Miguel Jimenez and Martin Bernat. Altarpiece. “The Prophets Malachi, Daniel and Ezekiel.” 1485-87. Oil on panel. 25 x 60 in. Museo de Zaragoza, Saragossa.

 

“Saint Peter’s empty scroll indicates the artist’s ignorance of Latin, but that he was knowledgeable about Hebrew is shown by the Commandments inscribed on Moses’ tablets,” Mann writes. Never mind that the Hebrew inscription, though mostly correctly formed (some of the letters are inconsistent, and the tracking seems to indicate the artist could not anticipate the proper spacing), does not properly fill the two tablets. The commandments read from right to left across both tablets, so that the rightmost tablet gets commandments one, three, five, seven and nine, while the even-numbered commandments appear on the left tablet.

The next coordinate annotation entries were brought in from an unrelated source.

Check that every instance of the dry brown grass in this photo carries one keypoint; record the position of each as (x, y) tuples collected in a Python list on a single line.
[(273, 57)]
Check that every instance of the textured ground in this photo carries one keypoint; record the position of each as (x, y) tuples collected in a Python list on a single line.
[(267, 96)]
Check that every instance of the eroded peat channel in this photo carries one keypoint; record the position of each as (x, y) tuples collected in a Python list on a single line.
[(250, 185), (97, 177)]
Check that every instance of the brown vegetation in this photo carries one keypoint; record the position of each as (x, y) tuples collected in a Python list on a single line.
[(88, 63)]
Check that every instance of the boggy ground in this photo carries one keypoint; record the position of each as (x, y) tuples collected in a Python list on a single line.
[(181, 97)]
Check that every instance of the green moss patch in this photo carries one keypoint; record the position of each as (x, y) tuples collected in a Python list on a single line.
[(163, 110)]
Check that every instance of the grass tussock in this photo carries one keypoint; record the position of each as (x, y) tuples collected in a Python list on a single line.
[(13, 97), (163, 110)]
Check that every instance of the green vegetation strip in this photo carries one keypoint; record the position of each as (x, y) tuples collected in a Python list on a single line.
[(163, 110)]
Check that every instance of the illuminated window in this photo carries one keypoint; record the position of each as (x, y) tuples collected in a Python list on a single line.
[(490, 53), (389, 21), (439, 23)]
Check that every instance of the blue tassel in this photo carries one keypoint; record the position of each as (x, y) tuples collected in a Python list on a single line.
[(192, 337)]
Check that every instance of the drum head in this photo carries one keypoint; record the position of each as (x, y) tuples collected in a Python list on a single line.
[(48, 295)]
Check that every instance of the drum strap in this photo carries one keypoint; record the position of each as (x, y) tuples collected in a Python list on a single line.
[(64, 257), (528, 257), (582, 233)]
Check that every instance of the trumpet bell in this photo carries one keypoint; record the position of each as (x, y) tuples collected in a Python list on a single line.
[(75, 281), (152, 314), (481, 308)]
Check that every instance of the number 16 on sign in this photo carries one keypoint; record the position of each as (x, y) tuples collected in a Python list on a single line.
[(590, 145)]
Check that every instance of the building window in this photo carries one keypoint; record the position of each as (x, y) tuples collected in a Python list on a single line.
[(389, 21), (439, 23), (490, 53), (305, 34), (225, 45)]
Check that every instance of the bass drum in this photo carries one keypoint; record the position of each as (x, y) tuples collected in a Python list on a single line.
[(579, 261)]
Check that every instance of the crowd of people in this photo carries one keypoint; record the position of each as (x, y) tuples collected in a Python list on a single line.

Would an artist who knew Hebrew inscribe the letters as such?

 

The 1420 altarpiece is even worse. If one looks closely enough at the Hebrew inscriptions in the books held by the “doctors,” the Jewish elders, the letters are indeed properly formed, but the inscriptions are gibberish. Some of the vowels improperly appear above rather than below the letters, and the artist has represented just a handful of different letters. Unless the inscription is a Kabbalistic chant with which I am not familiar, the inscription contains true Hebraic letters, but cannot be said to be truly Hebraic.

 

Clearly, there is more work to be done in discovering ow much the artists actually knew of Jewish scripture and the Hebrew language. But the curators at the Museum of Biblical Art (and Mann in particular) deserve a lot of praise for this thought-provoking and very original exhibition.